In the natural plan, the child's mind is active, both in the act of seeking and in the act of assimilating its mental food. In the unnatural plan of the schools, the mind is mainly passive or receptive. In the one case it acts, in the other it is acted on. Out of school, certain materials are presented which the child voluntarily operates on, and converts to his own use. In school, the thinking is done by "another head;" the food is gathered, divided, and fully prepared in the text-books: all the scholar has to do is to swallow the ready made preparation. (School-books are as plenty as quack medicines, and many of them about as useful.) What wonder that children do not like their books! What wonder that they can not digest that for which they have not labored, for which they have no appetite, and which they can be compelled to swallow only at the point of the rod! Can such treatment fail to produce mental dyspepsia in its worst forms? Left to himself, the child acquires his knowledge in the most rational philosophical way,—by induction. He ascends from particulars to generals, from an acquaintance with individual facts to a knowledge of universal principles. In other words, he proceeds from the concrete to the abstract. Under the guidance of his teacher, or rather of his text-book, the child is expected to acquire his knowledge in the most irrational and unphilosophical way, by deduction. He is expected to descend from generals to particulars, from general principles to individual facts, from the abstract to the concrete. I say the child is expected to do so; but, in point of fact, I do not believe he ever does it. The knowledge he seems to acquire in this way is either acquired in the other way, or is not real knowledge at all, but only sham knowledge.
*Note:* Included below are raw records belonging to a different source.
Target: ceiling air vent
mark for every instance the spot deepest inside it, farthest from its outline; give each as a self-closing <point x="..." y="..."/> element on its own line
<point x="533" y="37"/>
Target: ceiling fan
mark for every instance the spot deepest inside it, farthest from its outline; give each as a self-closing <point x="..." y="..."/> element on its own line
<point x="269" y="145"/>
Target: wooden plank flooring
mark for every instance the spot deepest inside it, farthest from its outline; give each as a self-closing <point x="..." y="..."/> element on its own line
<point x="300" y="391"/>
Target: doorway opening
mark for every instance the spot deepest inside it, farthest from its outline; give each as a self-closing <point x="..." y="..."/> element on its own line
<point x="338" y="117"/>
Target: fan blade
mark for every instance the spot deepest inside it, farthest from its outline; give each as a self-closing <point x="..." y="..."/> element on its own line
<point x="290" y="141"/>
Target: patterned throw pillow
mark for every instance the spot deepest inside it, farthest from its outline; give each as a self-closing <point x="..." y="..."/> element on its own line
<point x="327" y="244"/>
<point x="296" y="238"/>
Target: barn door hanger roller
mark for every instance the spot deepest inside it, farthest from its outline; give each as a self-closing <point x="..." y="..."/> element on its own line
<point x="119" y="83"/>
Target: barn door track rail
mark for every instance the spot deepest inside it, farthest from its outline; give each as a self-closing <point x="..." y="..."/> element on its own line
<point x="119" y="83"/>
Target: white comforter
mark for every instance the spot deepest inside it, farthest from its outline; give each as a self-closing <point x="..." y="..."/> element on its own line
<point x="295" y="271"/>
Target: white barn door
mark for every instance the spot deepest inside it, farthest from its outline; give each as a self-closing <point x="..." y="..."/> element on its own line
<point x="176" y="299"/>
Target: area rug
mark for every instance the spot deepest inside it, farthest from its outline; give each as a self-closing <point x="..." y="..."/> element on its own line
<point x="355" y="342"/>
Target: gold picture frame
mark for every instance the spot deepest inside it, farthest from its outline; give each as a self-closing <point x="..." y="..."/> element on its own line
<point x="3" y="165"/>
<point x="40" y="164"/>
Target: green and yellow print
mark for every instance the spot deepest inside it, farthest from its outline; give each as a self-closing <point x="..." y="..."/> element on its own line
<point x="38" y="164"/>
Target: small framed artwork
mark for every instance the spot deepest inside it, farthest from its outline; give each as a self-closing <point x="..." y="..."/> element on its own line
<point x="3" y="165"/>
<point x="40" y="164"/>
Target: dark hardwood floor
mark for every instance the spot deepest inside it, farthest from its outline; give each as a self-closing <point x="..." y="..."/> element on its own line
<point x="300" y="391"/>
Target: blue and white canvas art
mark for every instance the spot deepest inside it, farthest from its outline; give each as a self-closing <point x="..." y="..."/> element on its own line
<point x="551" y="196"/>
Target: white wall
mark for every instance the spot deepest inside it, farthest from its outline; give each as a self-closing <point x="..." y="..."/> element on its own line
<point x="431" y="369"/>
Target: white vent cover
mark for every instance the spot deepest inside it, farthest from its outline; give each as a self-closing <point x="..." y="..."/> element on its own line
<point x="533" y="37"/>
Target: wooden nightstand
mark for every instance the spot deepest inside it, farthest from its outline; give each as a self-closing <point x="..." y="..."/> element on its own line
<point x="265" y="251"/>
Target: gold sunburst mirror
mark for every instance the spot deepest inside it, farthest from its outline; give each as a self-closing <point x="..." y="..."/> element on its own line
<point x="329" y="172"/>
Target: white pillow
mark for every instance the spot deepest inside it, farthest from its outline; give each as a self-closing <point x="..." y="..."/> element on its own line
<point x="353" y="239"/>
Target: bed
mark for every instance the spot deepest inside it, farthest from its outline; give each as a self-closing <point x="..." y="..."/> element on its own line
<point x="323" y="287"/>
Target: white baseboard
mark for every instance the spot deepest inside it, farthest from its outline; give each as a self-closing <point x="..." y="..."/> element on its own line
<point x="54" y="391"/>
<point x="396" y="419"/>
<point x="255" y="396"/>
I believe a healthy, active young mind makes its own generalizations, and does not readily adopt and apply the generalizations made by another. For example, consider how a child acquires an idea of a chair. He does not get the abstract idea of a chair first, and then try to apply this idea to particular objects; but, by becoming acquainted with a number of chairs singly, and observing their common qualities, he naturally and necessarily, though unconsciously, acquires the abstract notion of a chair. But a Grammar (from which children are popularly supposed to learn language) consists essentially of a series of abstract propositions, to be learned as abstractions, and afterward to be applied to individual cases. If language is ever learned in this way, can only be by doing violence to nature, and by a useless sacrifice of time and labor.

it

Nature gives us, usually, the object or idea first, and then the name; the schools, or rather the school-books, give us the name first, and the object afterward, or not at all. When the animals passed in review before our first parent, he gave to each an appropriate name. His conceptions of each individual were incomplete and unsatisfactory, until he had tied them together, and labeled them with a name. Had one of our old-fashioned schoolmasters had the supreme direction of affairs, he would have given Adam a list of names and a volume of definitions; and, after causing him to commit them to memory, he would have sent him through the garden to find the objects corresponding to the description. He would have made Adam say elephant, spell elephant, read elephant, write elephant, and parse elephant, before allowing him to see the elephant !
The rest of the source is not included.